Development of a Hygiene Experiences Scale
Principal Investigator: Sera Young, RGHI Innovation Grant Award Holder
Principal Investigator: Sera Young, RGHI Innovation Grant Award Holder
Objective progress towards equitable and sufficient water, sanitation, and hygiene has primarily been measured by household-level data, e.g. from the Joint Monitoring Project (JMP) and the Wash Severity Classification (WSC.
These global indicators have been enormously helpful for many activities, but the limitations are very real. They rely on a very small number of indicators (eg, handwashing is typically the only indicator for hygiene).
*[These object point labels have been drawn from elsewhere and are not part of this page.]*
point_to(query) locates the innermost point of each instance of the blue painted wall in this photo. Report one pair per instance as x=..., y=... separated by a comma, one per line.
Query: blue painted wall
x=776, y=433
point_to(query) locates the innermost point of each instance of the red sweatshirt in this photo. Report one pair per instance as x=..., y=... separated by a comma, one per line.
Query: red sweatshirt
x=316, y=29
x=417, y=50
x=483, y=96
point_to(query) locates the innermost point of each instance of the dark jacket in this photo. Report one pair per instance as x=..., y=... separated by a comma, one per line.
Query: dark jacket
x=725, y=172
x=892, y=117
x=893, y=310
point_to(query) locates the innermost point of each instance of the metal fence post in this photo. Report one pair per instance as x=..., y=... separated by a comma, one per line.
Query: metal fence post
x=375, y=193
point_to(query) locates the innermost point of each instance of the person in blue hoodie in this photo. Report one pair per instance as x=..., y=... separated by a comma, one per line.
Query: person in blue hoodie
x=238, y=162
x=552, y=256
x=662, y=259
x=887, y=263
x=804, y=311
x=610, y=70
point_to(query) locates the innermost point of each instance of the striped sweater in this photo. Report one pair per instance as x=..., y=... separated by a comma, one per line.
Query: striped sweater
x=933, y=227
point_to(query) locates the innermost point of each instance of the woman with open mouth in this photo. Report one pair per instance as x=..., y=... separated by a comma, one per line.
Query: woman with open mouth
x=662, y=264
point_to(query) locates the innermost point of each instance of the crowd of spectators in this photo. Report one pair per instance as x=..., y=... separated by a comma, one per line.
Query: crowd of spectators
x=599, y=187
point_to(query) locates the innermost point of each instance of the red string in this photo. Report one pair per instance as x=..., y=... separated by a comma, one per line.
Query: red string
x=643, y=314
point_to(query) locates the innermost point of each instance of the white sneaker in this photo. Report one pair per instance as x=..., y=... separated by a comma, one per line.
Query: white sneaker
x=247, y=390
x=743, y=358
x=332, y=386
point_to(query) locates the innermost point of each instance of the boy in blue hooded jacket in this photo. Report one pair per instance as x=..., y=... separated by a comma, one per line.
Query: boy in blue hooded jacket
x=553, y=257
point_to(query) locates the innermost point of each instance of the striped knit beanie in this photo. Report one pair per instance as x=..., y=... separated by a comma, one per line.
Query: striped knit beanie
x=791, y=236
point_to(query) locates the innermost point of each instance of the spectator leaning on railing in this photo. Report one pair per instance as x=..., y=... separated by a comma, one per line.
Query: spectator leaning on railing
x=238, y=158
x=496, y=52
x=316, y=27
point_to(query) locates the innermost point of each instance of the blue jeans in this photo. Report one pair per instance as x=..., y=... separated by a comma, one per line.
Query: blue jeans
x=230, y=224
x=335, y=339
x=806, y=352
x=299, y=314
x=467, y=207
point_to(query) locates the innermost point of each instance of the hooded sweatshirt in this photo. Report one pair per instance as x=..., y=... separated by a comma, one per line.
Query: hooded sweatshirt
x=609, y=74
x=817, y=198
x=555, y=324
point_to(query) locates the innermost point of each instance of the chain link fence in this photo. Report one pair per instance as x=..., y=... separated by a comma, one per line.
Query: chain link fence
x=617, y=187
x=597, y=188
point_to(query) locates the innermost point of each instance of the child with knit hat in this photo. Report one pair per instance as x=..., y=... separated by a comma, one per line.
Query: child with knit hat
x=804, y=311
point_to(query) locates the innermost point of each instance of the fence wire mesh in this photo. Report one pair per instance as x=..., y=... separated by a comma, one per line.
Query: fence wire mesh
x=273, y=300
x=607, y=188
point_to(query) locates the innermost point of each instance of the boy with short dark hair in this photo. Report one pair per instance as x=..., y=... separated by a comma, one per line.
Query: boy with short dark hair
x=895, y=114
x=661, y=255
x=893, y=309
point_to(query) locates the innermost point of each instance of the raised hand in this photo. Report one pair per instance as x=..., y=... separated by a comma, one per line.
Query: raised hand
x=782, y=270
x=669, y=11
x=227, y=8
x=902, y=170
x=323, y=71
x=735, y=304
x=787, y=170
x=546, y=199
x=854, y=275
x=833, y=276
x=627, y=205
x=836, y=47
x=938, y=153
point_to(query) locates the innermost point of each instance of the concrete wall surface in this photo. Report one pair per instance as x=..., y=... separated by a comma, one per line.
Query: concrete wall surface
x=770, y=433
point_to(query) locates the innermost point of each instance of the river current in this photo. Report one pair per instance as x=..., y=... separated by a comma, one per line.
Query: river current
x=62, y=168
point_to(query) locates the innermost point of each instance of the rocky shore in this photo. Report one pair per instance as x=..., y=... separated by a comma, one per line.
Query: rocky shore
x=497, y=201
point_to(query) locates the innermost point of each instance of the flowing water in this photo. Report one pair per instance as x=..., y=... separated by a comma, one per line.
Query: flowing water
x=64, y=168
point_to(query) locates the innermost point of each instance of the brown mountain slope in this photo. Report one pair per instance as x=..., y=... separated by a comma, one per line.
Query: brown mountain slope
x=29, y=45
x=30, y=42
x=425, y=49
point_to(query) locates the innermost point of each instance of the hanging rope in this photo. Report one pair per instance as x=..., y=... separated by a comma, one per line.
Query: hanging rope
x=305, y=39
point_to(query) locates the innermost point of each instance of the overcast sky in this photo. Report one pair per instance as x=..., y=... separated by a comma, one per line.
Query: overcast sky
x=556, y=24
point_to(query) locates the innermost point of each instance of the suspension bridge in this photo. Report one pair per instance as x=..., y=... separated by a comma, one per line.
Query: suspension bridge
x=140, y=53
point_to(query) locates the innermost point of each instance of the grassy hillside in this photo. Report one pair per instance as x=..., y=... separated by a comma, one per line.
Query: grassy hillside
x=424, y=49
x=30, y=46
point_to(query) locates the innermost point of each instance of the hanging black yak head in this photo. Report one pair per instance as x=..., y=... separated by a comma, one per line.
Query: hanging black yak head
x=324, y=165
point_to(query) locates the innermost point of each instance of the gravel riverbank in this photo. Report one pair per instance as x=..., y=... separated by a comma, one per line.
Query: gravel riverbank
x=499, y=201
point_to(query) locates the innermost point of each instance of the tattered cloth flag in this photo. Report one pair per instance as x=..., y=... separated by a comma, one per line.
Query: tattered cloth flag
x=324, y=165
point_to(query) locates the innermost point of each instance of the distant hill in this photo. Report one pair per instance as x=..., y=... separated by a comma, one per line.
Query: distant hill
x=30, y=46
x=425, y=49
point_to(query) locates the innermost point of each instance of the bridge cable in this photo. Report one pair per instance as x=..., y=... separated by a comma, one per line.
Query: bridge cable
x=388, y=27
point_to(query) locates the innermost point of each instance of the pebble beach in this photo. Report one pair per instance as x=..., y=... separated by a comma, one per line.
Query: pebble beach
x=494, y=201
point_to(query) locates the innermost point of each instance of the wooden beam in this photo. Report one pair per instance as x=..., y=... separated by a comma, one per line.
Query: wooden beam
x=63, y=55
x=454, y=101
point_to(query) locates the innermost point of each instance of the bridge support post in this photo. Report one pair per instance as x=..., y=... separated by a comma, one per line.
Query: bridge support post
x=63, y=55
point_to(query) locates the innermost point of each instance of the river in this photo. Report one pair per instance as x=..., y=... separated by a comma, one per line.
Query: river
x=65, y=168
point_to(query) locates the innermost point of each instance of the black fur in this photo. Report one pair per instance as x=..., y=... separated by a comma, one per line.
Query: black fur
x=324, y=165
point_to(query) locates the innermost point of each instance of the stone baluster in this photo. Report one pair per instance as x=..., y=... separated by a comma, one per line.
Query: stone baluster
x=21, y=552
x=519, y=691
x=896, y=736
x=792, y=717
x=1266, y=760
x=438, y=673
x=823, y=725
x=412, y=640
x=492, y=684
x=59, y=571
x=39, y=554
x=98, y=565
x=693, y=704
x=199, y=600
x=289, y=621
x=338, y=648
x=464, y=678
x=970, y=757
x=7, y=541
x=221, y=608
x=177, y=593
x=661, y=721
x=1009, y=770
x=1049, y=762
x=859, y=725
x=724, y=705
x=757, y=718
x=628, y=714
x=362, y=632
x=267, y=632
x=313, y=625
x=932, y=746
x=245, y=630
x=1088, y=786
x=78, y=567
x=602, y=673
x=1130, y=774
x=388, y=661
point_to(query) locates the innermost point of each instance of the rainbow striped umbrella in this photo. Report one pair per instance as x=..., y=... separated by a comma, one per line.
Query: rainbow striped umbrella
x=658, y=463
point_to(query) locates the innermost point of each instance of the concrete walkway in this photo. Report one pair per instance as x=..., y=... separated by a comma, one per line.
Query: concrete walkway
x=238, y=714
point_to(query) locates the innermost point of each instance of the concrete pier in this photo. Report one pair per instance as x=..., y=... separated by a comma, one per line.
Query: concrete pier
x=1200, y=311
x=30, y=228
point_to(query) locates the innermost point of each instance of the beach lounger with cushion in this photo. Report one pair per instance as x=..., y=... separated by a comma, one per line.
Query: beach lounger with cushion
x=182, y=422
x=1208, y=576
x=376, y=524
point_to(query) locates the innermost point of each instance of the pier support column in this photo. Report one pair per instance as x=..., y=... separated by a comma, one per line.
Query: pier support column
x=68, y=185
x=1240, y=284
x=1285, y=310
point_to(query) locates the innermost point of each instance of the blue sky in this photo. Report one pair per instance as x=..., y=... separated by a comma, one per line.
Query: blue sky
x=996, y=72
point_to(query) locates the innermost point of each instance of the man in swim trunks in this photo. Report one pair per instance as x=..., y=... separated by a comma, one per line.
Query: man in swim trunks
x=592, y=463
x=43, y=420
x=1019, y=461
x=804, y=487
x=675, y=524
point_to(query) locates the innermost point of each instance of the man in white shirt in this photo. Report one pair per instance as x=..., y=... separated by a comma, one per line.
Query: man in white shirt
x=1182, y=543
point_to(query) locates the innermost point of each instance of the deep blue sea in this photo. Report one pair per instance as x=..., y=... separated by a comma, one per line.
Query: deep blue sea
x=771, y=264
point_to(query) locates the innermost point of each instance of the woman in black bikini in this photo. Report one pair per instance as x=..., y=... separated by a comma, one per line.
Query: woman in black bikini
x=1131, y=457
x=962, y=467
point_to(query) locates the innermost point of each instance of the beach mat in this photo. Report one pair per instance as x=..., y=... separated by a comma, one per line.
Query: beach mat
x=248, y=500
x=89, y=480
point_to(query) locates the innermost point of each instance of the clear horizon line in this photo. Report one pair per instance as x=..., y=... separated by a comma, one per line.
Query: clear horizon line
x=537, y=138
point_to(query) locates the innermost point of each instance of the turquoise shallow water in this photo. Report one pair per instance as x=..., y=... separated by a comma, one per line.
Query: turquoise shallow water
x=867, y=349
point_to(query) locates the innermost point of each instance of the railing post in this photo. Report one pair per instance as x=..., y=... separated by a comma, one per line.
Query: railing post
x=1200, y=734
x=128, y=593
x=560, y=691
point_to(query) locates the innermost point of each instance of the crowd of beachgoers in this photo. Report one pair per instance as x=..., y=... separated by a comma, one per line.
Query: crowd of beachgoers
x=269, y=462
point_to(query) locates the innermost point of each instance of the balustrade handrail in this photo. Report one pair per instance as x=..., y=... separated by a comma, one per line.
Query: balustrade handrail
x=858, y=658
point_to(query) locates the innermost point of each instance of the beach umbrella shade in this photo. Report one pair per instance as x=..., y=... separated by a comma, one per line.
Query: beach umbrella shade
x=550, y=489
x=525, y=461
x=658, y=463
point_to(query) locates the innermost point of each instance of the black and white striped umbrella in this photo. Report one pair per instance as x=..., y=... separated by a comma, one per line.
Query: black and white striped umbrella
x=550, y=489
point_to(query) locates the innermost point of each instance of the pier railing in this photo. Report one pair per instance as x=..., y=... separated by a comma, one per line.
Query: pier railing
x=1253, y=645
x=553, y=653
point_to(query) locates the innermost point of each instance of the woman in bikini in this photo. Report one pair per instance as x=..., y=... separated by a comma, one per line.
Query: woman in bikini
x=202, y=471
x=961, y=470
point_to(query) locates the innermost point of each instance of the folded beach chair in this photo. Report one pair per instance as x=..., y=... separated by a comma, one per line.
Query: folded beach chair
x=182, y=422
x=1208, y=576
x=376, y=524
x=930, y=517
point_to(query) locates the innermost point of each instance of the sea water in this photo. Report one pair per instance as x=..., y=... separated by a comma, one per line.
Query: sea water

Further, they do not collect information on what is needed to be done to address observed issues. Finally, they are not able to determine differences in hygiene experiences by gender or other individual characteristics.
This research is developing experiential hygiene scales that will rectify many of these shortcomings, following the “playbook” used for the development of experiential measures of water insecurity. Briefly, there were many WASH indicators that focused on the physical availability of resources (e.g. m3 water per capita, and infrastructure for drinking water and/or sanitation facilities) (6). These were necessary, but not sufficient, to ensure that people experience secure access to water, sanitation, and hygiene (7).
Higher-resolution measures of water accessibility, adequacy, reliability, and safety were needed to understand how problems with water impact health and well-being, and they needed to do so from the user’s perspective.